Projects are used to group functions that use the same model monitoring application. You first need to create a project for a specific application. Then you disable the default app, enable your customer app, and create and run the functions.

The basic flow for classic ML and other models is the same, but the apps and the infer requests are different.

Multi-port predictions#

Multi-port predictions involve generating multiple outputs or predictions at the same time from a single model or system. Each "port" can be thought of as a separate output channel that provides a distinct prediction or piece of information. This capability is particularly useful in scenarios where multiple related predictions are needed simultaneously. Multi-port predictions increase efficiently, reducing the time and computational resources required. And, multi-port predictions provide a more holistic view of the data, enabling better decision-making and more accurate forecasting. For example, in a gen AI model, one port gives a response on prompts, one is for meta data, and the third for images.

Multi-port predictions can be applied in several ways:

Multi-task learning — A single model is trained to perform multiple tasks simultaneously, such as predicting different attributes of an object. For example, a model could predict both the age and gender of a person from a single image.
Ensemble methods — Multiple models are combined to make predictions, and each model's output can be considered a separate port. The final prediction is often an aggregation of these individual outputs.
Time series forecasting — In time series analysis, multi-port predictions can be used to forecast multiple future time points simultaneously, providing a more comprehensive view of future trends.

Batch inputs#

Processing data in batches allows for parallel computation, significantly speeding up the training and inference processes. This is especially important for large-scale models that require substantial computational resources. Batch inputs are used with CPUs and GPUs. For gen AI models, batch input is typically a list of prompts. For classic ML models, batch input is a list of features.

See an example of batch input in the Serving pre-trained ML/DL models tutorial.

Alerts and notifications#

You can set up Alerts to inform you about suspected and detected issues in the model monitoring functions. And you can use Notifications to notify about the status of runs and pipelines.

Scale limitations#

When ramping up the scale of your model monitoring, take note of these limitations. Each limit here assumes you have only large, medium, or small projects. When working with a combination, use these limits proportionally to adjust to your projects.

Up to 20 large projects (model endpoints per project between 1k and 5k)
Up to 100 medium projects (100 < model endpoints < 1k)
Up to 200 small projects (model endpoints < 100)
On each project and per 10 minute base-period:
- Up to 50,000 results/metrics can be captured (V3IO-TSDB)

These numbers can vary depending on the overall system stress level and the TSDB performance.
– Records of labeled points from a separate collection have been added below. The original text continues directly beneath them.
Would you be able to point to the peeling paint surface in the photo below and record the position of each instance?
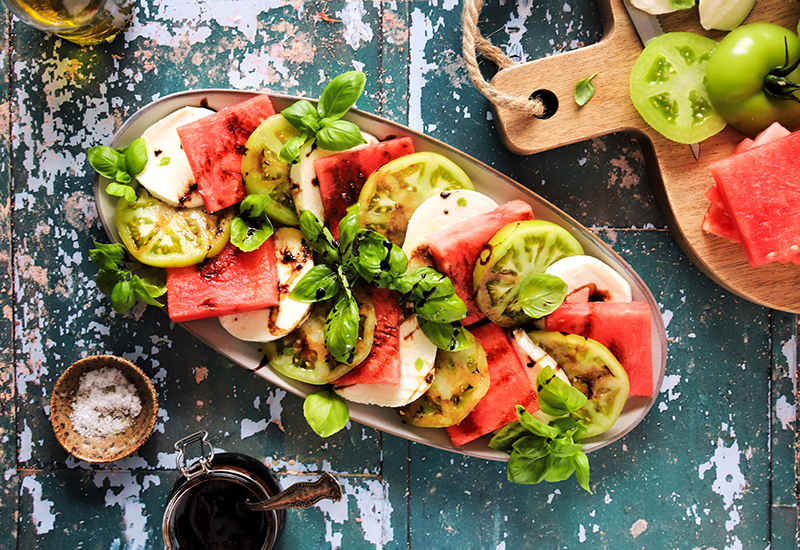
(713, 465)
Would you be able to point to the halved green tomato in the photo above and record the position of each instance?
(461, 379)
(593, 370)
(392, 193)
(515, 252)
(160, 235)
(265, 174)
(302, 355)
(668, 89)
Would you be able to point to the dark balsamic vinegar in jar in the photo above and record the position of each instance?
(212, 515)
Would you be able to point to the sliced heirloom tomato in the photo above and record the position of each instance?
(265, 174)
(668, 90)
(461, 380)
(594, 371)
(394, 191)
(160, 235)
(516, 252)
(302, 355)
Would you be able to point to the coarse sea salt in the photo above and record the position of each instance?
(106, 403)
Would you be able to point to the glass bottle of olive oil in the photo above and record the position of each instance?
(84, 22)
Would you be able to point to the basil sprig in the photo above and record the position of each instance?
(365, 255)
(252, 226)
(546, 452)
(323, 122)
(119, 281)
(119, 165)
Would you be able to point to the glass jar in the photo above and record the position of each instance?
(206, 507)
(84, 22)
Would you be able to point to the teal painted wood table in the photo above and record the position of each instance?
(713, 465)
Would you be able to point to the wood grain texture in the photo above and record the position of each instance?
(678, 180)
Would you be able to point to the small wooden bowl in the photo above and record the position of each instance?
(99, 449)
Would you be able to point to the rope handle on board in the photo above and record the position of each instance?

An example of a suitable V3IO-TSDB-based setup would be one project with the following specifications:

Model monitoring enabled with a 10 minute base-period
Five serving functions, each with 1000 models
Two model monitoring apps each with 5 results

Gives:
5 serving-functions * 1000 models * 2 model-monitoring-apps * 5 results = 50000 results per base-period of 10 min

How to upgrade from v1.7.x to v1.8.0 and higher#

Before upgrade:#

Redeploy all monitored serving functions with set_tracking(False). If you didn't redeploy the functions with set_tracking(False) before the upgrade, you will have to update the base image of those functions after the upgrade, before redeploying them.
Run project.disable_model_monitoring(delete_stream_function=True, delete_user_applications=True). This deletes all MM applications, infra pods, and the streams.

After upgrade:#

Set model monitoring credentials (stream and TSDB) with project.set_model_monitoring_credentials().
Run enable_model_monitoring.
Redeploy all monitored serving functions with set_tracking(True).

Note

You must use the v1.8.0 client to utilize model monitoring on the v1.8.0 server.